Kathy & I attended a jazz concert recently with two of our favorite jazz musicians. Afterwards we were talking about the music and how different a live performance is from the recorded music that we listen to at home. When we’re at home we tend to listen to “quiet” music – light jazz but also classical, guitar, piano, new age-y spa stuff. And it’s almost always instrumental. We find that vocal music interferes with our ability to think, especially when we are writing or reading. And if a live version of a tune comes on, I often skip it or remove it from the playlist.
Of course when we go to a live show we expect to be entertained. A lot of the music we listen to at home would put us and everyone else to sleep if we were to hear it at a live show.
The explanation I came up with has parallels with photography. Most of us spend our photographic time as observers, looking outward to see what there is and responding to it. We’ll sometimes be participants, such as at a wedding or baby shower. That is a little different because we are part of the action, rather than being outside looking in. But we take on a different role when we are participating in the action, and people respond differently to us when we are obviously taking pictures as opposed to an anonymous observer.

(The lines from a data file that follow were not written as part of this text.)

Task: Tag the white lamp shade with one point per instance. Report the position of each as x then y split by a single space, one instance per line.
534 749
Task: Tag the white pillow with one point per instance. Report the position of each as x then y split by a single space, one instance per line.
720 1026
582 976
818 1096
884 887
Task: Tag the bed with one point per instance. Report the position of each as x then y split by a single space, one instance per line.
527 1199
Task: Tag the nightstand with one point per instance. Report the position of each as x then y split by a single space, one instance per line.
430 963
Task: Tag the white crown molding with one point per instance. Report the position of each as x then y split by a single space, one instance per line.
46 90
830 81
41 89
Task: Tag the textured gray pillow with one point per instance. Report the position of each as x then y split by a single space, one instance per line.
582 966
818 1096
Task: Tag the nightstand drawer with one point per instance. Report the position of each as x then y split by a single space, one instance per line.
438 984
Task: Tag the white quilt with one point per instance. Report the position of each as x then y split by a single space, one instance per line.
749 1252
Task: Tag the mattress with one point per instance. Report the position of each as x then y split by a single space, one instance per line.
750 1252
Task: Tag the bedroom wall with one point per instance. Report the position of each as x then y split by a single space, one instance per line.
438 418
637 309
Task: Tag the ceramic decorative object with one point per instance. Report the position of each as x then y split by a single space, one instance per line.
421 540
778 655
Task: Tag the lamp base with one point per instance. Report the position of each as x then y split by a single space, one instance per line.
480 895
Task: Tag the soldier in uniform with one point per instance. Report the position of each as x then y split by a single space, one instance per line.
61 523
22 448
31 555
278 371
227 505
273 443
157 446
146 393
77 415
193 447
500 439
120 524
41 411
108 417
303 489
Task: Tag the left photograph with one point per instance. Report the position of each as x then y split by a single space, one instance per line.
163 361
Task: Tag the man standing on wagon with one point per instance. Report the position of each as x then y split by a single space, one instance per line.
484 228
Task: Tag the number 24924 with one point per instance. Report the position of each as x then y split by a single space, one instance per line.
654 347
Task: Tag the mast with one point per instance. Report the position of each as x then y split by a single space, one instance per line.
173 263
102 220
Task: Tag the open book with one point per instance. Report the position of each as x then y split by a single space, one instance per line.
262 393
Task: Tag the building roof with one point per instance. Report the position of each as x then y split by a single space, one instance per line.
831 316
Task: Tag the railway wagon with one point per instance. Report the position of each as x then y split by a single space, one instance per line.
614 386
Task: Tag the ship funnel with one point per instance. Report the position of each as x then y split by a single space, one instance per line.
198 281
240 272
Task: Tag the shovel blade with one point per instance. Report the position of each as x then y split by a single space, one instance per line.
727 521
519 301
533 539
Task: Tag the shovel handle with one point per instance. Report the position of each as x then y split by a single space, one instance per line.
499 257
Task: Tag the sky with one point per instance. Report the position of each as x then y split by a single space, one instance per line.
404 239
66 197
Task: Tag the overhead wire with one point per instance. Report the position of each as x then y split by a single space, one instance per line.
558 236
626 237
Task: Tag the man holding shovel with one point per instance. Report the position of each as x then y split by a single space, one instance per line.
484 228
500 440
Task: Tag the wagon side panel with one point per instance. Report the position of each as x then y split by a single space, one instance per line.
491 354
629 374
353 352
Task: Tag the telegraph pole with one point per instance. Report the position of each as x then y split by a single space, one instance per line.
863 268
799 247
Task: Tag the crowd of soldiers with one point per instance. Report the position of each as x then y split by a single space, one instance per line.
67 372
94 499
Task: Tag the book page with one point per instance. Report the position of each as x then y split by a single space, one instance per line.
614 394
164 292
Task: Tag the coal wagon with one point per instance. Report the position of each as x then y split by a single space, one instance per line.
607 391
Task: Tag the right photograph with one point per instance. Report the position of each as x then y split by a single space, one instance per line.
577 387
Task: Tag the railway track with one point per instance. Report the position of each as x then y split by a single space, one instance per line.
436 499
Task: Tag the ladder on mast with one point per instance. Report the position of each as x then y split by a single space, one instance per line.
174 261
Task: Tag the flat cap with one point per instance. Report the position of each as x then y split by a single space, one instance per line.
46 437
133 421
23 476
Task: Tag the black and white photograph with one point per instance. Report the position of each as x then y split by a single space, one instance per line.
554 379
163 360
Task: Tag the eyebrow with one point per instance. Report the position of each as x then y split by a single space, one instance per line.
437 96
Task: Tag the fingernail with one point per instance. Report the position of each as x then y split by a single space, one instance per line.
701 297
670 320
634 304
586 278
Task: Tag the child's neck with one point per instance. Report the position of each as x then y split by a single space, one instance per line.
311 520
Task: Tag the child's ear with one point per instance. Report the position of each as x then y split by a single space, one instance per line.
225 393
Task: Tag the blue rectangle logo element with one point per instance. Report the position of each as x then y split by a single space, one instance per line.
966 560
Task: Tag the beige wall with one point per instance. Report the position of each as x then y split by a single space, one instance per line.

When I listen to music at home, I intend for it to support whatever I’d doing, which is usually to fade into the background. I am an observer but not actively involved in the performance. When I photograph, I generally try to be a part of that same background, observing and recording but not participating. On occasion I will photograph an event, and in that case my role changes. I am then part of the “performance” and an obvious participant. And there is a recognizable difference in the photographs that result from the two roles, in many ways like the difference between a recording and a live performance.